UCLA scientists develop promising new combination treatment for glioblastoma

UCLA scientists have developed a potentially promising new combination therapy for glioblastoma, the deadliest form of brain cancer.

Glioblastoma, also known as grade IV glioma, is the most aggressive primary brain tumor in humans. Approximately 23,000 people in the U.S. are diagnosed with glioblastoma (GBM) every year. Patients usually receive surgery, chemotherapy and radiation, but these treatments are not very effective as an estimated 50 percent of GBM patients die within one year, and 90 percent die within three years.

A study led by UCLA's Drs. Robert Prins and Linda Liau, both UCLA Jonsson Comprehensive Cancer Center members, looked at the impact of a combined treatment using a chemotherapy drug called decitabine and genetically modified immune cells or T cell immunotherapy. It is a continuation of previous research, published in 2011, that focused on the effect of decitabine on glioblastoma human cell cultures.

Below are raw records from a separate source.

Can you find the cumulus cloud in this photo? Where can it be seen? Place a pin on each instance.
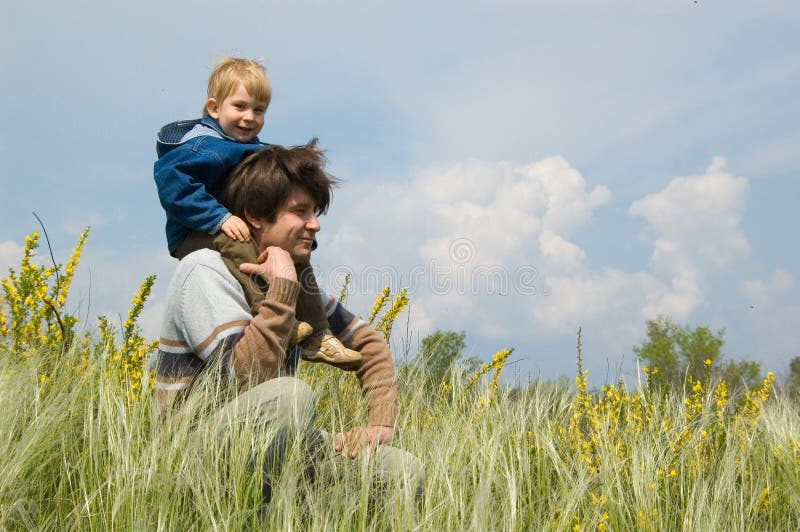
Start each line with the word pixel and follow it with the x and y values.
pixel 697 217
pixel 475 239
pixel 695 226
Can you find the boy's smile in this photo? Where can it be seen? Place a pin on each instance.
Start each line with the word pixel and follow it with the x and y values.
pixel 240 115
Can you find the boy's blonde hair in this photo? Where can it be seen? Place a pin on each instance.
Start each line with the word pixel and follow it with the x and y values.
pixel 232 70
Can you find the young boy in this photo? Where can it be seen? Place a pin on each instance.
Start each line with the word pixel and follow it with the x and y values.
pixel 194 158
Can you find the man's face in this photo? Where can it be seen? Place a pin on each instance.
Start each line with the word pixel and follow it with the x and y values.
pixel 294 227
pixel 240 115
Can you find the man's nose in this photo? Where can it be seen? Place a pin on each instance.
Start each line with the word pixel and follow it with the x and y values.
pixel 312 224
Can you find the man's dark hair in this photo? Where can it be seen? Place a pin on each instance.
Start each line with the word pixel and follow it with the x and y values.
pixel 261 183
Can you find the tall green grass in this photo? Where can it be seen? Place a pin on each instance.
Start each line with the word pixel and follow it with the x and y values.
pixel 80 449
pixel 78 454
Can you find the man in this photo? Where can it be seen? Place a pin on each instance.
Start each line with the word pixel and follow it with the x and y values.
pixel 209 334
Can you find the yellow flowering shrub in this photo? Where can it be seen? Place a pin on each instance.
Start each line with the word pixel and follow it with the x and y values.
pixel 34 318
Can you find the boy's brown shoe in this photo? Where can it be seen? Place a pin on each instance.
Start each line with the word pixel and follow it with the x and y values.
pixel 300 332
pixel 325 347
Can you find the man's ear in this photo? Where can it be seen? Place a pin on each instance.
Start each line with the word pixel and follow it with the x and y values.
pixel 212 108
pixel 255 223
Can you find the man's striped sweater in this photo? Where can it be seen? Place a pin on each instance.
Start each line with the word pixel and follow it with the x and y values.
pixel 207 321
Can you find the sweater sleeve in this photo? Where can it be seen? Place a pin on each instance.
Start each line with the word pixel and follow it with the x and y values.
pixel 186 178
pixel 376 370
pixel 261 350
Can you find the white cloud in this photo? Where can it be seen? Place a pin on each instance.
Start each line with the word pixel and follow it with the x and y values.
pixel 558 253
pixel 697 217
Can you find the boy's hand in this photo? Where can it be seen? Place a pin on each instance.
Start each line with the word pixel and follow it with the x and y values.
pixel 236 229
pixel 272 262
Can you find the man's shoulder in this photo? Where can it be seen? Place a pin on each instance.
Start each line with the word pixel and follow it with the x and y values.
pixel 203 263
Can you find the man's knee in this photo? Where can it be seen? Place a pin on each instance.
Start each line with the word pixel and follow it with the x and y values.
pixel 283 401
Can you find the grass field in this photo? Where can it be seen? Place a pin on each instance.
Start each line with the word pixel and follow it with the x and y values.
pixel 79 450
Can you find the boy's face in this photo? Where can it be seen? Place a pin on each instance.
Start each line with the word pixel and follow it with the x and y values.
pixel 239 115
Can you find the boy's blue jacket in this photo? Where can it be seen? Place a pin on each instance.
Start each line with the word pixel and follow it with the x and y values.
pixel 194 158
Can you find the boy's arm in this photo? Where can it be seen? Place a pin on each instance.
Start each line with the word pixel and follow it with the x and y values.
pixel 183 178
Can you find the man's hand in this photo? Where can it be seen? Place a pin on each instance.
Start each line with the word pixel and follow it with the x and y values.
pixel 351 442
pixel 236 229
pixel 273 262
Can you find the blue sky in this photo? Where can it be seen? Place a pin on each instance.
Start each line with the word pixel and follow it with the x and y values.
pixel 525 167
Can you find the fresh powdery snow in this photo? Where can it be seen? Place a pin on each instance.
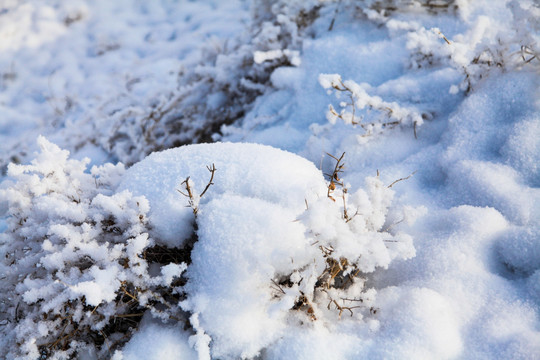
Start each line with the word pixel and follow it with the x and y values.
pixel 275 179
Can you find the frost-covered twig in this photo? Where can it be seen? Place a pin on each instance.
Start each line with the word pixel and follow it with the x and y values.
pixel 194 198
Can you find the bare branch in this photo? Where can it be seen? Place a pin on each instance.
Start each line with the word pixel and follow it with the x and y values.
pixel 405 178
pixel 212 171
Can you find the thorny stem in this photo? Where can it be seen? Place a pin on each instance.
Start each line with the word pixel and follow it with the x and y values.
pixel 405 178
pixel 190 195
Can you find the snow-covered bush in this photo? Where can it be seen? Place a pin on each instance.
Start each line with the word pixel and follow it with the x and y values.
pixel 76 269
pixel 278 248
pixel 218 90
pixel 359 105
pixel 485 47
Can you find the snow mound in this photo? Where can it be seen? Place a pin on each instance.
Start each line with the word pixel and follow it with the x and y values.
pixel 269 236
pixel 248 170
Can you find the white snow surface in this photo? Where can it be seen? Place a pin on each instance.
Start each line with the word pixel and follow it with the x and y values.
pixel 449 258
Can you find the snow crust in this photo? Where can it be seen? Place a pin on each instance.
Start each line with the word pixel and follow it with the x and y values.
pixel 449 257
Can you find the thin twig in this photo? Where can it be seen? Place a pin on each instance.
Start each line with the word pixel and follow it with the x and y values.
pixel 212 171
pixel 405 178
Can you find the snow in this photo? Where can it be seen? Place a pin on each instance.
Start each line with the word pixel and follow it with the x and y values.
pixel 424 245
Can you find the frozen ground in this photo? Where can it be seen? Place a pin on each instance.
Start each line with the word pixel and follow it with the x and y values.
pixel 284 261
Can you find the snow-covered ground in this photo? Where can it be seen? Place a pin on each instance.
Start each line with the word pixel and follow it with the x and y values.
pixel 374 191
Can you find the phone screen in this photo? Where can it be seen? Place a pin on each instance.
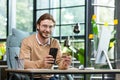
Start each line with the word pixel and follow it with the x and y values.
pixel 53 52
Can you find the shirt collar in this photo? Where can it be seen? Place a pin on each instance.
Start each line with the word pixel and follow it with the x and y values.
pixel 48 43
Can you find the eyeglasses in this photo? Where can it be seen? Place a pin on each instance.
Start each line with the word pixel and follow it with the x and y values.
pixel 47 26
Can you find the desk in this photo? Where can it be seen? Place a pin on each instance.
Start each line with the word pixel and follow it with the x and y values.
pixel 32 72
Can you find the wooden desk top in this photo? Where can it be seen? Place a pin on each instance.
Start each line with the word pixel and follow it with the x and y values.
pixel 3 66
pixel 68 71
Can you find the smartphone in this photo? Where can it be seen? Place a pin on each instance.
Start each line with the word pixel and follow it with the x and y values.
pixel 53 52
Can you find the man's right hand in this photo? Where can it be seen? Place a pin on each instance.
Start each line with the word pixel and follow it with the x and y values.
pixel 48 60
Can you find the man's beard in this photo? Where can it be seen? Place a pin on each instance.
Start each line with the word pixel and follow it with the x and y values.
pixel 43 35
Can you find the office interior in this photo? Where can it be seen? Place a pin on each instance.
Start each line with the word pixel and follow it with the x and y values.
pixel 79 26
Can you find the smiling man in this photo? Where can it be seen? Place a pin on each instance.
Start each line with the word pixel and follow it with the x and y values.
pixel 35 48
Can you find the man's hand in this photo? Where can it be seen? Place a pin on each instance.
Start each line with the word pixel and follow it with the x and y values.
pixel 48 60
pixel 66 61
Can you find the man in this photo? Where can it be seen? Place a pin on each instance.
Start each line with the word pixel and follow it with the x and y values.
pixel 35 48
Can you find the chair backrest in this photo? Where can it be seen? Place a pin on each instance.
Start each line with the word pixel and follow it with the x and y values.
pixel 13 46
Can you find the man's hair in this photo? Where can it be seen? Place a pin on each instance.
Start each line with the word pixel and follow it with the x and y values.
pixel 45 16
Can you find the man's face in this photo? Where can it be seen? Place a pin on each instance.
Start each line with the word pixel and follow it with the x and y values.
pixel 45 28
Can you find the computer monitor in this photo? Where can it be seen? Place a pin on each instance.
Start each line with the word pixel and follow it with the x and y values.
pixel 101 55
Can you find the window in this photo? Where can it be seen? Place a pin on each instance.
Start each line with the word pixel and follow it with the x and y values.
pixel 24 15
pixel 3 19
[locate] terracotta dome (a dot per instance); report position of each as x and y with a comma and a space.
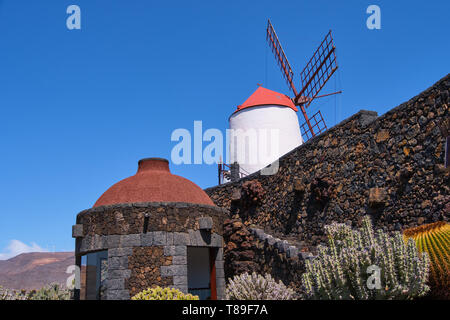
153, 182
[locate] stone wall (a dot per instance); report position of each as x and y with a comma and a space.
389, 167
133, 218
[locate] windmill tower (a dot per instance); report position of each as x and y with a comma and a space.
272, 113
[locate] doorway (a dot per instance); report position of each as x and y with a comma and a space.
202, 272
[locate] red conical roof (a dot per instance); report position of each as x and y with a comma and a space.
153, 182
263, 96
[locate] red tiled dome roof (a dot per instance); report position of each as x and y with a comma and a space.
153, 182
263, 96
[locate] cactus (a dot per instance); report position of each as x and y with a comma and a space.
159, 293
257, 287
341, 270
434, 238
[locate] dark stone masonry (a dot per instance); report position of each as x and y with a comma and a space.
390, 167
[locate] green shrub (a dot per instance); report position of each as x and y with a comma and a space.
340, 271
257, 287
159, 293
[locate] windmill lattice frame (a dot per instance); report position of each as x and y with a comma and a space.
318, 70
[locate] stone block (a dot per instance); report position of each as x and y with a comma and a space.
377, 197
130, 240
179, 270
219, 264
147, 239
117, 295
220, 273
119, 274
180, 251
205, 223
113, 241
181, 238
298, 186
179, 260
160, 238
169, 250
180, 280
118, 263
166, 271
216, 240
219, 255
77, 231
115, 284
169, 238
292, 252
120, 252
270, 240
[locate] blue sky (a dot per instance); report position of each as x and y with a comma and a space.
79, 108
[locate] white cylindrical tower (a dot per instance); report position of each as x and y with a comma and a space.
262, 129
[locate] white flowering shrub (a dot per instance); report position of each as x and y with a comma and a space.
340, 270
257, 287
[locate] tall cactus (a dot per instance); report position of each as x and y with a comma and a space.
434, 238
342, 270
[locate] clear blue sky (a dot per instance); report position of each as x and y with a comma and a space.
79, 108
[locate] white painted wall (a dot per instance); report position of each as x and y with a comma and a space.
271, 119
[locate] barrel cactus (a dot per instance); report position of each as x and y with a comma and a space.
159, 293
354, 259
434, 238
256, 287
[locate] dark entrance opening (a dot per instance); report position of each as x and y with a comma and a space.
202, 272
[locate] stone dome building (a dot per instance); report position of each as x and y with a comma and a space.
153, 228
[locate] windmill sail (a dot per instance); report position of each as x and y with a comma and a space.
318, 71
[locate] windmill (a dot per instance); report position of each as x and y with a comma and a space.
314, 76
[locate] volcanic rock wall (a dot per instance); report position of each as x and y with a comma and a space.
390, 167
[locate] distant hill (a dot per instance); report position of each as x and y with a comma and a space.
35, 270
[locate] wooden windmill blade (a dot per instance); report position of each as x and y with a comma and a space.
282, 60
317, 71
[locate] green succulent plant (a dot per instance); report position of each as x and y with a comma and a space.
159, 293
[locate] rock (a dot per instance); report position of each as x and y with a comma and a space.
377, 197
381, 136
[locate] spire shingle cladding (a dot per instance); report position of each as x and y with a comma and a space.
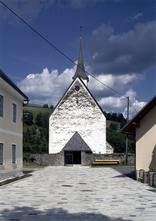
80, 71
76, 143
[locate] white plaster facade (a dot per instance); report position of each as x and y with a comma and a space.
77, 111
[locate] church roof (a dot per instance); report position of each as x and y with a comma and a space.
80, 71
76, 143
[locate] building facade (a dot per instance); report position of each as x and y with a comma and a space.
11, 128
143, 125
77, 126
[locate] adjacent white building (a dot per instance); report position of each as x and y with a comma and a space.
11, 128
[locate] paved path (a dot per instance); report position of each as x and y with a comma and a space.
75, 194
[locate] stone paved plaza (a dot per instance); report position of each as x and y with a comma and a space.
77, 193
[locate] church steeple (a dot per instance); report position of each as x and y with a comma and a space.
80, 71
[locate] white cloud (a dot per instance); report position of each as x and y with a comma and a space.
129, 52
119, 104
46, 87
26, 9
137, 16
116, 82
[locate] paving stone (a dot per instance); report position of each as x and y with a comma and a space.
77, 193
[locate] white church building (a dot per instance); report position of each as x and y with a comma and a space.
77, 126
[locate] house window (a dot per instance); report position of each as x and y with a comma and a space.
1, 154
1, 106
13, 153
14, 113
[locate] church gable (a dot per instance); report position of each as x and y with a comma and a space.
76, 143
77, 111
78, 94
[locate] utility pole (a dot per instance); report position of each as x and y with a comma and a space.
126, 160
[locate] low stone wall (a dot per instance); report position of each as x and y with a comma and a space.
147, 177
10, 174
86, 158
115, 156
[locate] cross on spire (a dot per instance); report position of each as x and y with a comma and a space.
80, 71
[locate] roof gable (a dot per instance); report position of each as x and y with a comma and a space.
130, 127
76, 143
71, 89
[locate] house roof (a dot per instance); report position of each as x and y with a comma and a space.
80, 71
7, 79
131, 126
76, 143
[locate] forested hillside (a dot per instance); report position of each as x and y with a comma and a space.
36, 130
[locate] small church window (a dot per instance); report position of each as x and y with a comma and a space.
77, 87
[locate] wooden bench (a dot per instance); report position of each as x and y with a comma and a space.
106, 162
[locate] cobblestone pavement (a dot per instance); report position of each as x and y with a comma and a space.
77, 193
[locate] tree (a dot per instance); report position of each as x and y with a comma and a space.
27, 117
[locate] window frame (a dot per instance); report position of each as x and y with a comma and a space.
3, 105
14, 154
14, 115
2, 153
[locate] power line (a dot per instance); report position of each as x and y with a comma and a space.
61, 51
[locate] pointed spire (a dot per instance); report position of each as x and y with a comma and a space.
80, 71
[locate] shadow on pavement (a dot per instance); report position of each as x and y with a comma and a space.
126, 171
29, 213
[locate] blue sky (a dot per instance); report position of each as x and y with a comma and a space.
118, 43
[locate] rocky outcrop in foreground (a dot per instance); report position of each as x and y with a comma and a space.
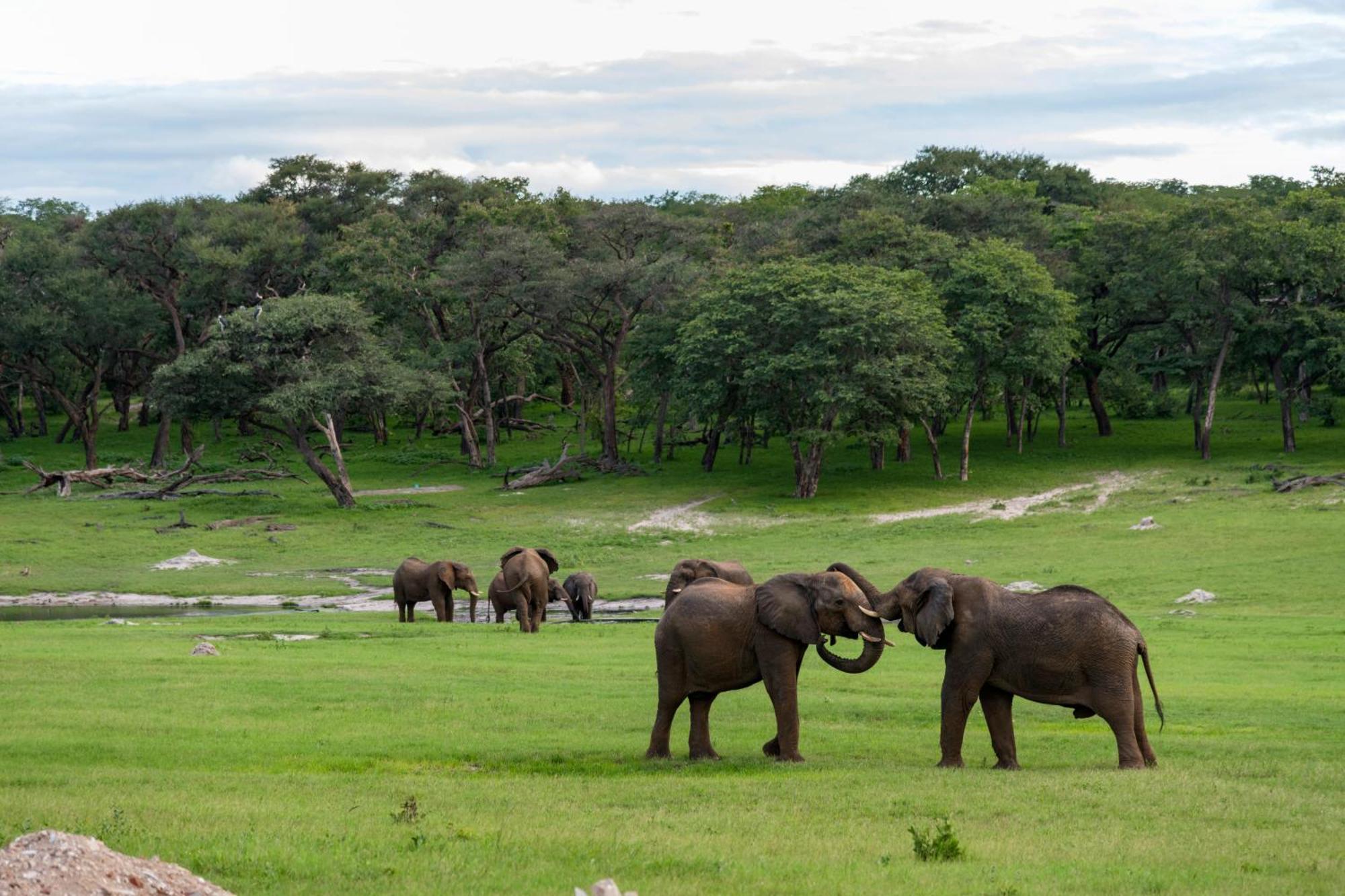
53, 861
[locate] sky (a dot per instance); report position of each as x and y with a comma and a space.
112, 103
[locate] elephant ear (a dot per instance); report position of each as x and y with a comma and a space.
934, 610
552, 563
785, 606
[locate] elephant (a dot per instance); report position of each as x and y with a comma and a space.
416, 580
505, 602
689, 571
580, 594
525, 580
1066, 646
720, 635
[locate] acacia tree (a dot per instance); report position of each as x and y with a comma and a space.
814, 349
291, 369
1011, 322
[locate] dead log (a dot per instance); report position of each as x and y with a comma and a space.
563, 470
1305, 482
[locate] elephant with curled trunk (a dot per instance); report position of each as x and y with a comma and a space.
689, 571
1066, 646
580, 592
525, 581
723, 637
416, 580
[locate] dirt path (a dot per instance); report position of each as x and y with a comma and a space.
1015, 507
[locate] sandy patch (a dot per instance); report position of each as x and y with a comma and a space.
412, 490
680, 518
1016, 507
190, 561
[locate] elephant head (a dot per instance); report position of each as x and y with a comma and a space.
455, 575
922, 603
685, 573
805, 607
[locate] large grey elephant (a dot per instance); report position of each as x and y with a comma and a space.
525, 579
580, 592
689, 571
416, 580
1066, 646
723, 637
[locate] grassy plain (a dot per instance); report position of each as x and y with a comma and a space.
279, 767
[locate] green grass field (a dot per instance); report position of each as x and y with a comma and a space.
279, 767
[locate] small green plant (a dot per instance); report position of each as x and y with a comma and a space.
939, 845
410, 813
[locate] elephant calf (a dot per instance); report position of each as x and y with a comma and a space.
580, 594
416, 580
1066, 646
723, 637
689, 571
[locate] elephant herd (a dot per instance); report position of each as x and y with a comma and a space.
722, 631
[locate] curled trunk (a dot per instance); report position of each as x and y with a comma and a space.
864, 662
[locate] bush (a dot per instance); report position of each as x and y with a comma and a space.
938, 846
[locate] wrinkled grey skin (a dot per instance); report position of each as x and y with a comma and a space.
416, 580
1066, 646
689, 571
580, 594
525, 580
723, 637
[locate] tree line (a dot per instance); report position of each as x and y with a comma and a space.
338, 296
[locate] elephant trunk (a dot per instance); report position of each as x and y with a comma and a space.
864, 662
886, 604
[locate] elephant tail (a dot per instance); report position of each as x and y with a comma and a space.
1149, 673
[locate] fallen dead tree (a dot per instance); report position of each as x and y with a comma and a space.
167, 485
566, 469
1305, 482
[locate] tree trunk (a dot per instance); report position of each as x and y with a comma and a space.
159, 458
1286, 404
1214, 389
964, 473
340, 489
610, 440
1096, 401
934, 448
712, 448
808, 469
660, 423
1062, 407
1023, 409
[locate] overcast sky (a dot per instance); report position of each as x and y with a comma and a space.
110, 103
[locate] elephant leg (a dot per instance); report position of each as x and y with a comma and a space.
700, 739
1141, 736
782, 684
1116, 702
999, 708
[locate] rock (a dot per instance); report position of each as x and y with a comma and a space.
53, 861
189, 561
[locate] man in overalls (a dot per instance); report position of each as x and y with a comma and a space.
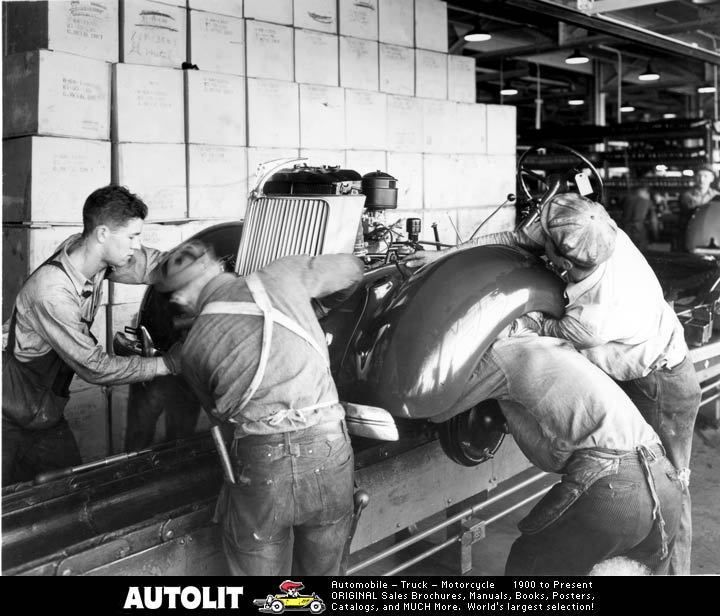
619, 494
258, 361
49, 339
617, 317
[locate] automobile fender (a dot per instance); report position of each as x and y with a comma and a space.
704, 226
418, 357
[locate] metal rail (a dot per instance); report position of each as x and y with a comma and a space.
449, 521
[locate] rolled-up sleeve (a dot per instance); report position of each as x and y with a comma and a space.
574, 330
139, 268
58, 319
521, 239
320, 276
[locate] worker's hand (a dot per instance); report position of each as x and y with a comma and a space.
172, 358
531, 321
422, 258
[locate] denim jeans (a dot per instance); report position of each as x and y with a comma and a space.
603, 507
669, 401
290, 510
27, 453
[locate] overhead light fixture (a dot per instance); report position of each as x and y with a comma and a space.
648, 74
577, 58
477, 35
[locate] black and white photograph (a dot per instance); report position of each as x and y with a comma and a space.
361, 305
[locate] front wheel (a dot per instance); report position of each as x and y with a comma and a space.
474, 436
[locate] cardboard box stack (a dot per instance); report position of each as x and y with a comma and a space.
96, 91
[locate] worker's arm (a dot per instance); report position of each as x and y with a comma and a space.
139, 268
58, 318
321, 276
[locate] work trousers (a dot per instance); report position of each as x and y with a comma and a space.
290, 510
170, 395
669, 401
605, 506
29, 452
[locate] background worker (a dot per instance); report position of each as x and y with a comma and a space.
703, 192
617, 317
619, 494
257, 358
49, 339
639, 219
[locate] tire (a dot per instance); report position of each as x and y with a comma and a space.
474, 436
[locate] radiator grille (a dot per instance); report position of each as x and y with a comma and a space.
280, 226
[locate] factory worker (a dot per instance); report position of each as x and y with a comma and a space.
49, 339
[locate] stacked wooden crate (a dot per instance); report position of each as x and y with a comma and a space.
180, 101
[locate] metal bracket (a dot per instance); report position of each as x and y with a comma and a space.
473, 530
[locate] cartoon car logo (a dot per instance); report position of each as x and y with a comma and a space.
290, 599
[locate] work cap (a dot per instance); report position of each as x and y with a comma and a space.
707, 168
580, 228
182, 265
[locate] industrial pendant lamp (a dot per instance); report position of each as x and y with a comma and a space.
477, 35
577, 58
648, 74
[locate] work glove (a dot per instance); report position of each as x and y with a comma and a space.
531, 321
172, 358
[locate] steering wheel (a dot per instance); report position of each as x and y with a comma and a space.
559, 182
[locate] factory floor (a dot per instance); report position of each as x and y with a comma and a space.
489, 554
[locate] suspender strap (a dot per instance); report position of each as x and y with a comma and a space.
645, 455
262, 307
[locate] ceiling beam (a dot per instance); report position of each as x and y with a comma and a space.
613, 27
588, 41
604, 6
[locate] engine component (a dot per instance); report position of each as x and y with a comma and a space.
304, 180
413, 226
380, 190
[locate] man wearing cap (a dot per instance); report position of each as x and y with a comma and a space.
49, 339
700, 195
617, 317
258, 361
619, 494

In the new research, Prins and Liau used a technique called adoptive cell transfer, which involves extracting and growing immune cells outside of the body, then reprogramming them with a gene known as New York Esophageal Squamous Cell Carcinoma, or NY-ESO-1. They are then injected back into tumor-bearing mouse models to produce an immune response that targets the brain cancer.

Glioblastoma cells do not naturally produce NY-ESO-1, so the drug decitabine is given prior to injecting the NY-ESO-1 targeting T cells in order to cause the tumor cells to express the NY-ESO-1 target.

"The lymphocytes will seek out and find the glioblastoma cells in the brain," said Prins, associate professor in the departments of neurosurgery and molecular and medical pharmacology. "They can cross different fiber tracts in the brain to reach tumor cells that have migrated away from the main tumor mass. These factors are important in the treatment of invasive tumors, such as glioblastoma. While surgery to remove the main tumor mass can be done, it is not possible to then locate the tumor cells that get away and this ultimately leads to a nearly universal tumor regrowth."

This new method was nearly 50 percent effective at curing glioblastoma in the study.

"Brain cancer cells are very good at evading the host immune system, because they do not express specific targets that can be recognized by immune cells," said Liau, professor and vice chair of neurosurgery. "By treating glioblastoma cells with decitabine, we found that we can unmask targets on the tumor cell that can be recognized by killer T cells. Once these targets are uncovered, we can then administer T cells that are genetically programmed to attack tumor cells with the new targets."

The next stage of research conducted by Prins and Liau will verify these findings in other brain tumor models. If the results are promising, then the researchers will proceed with clinical trial testing.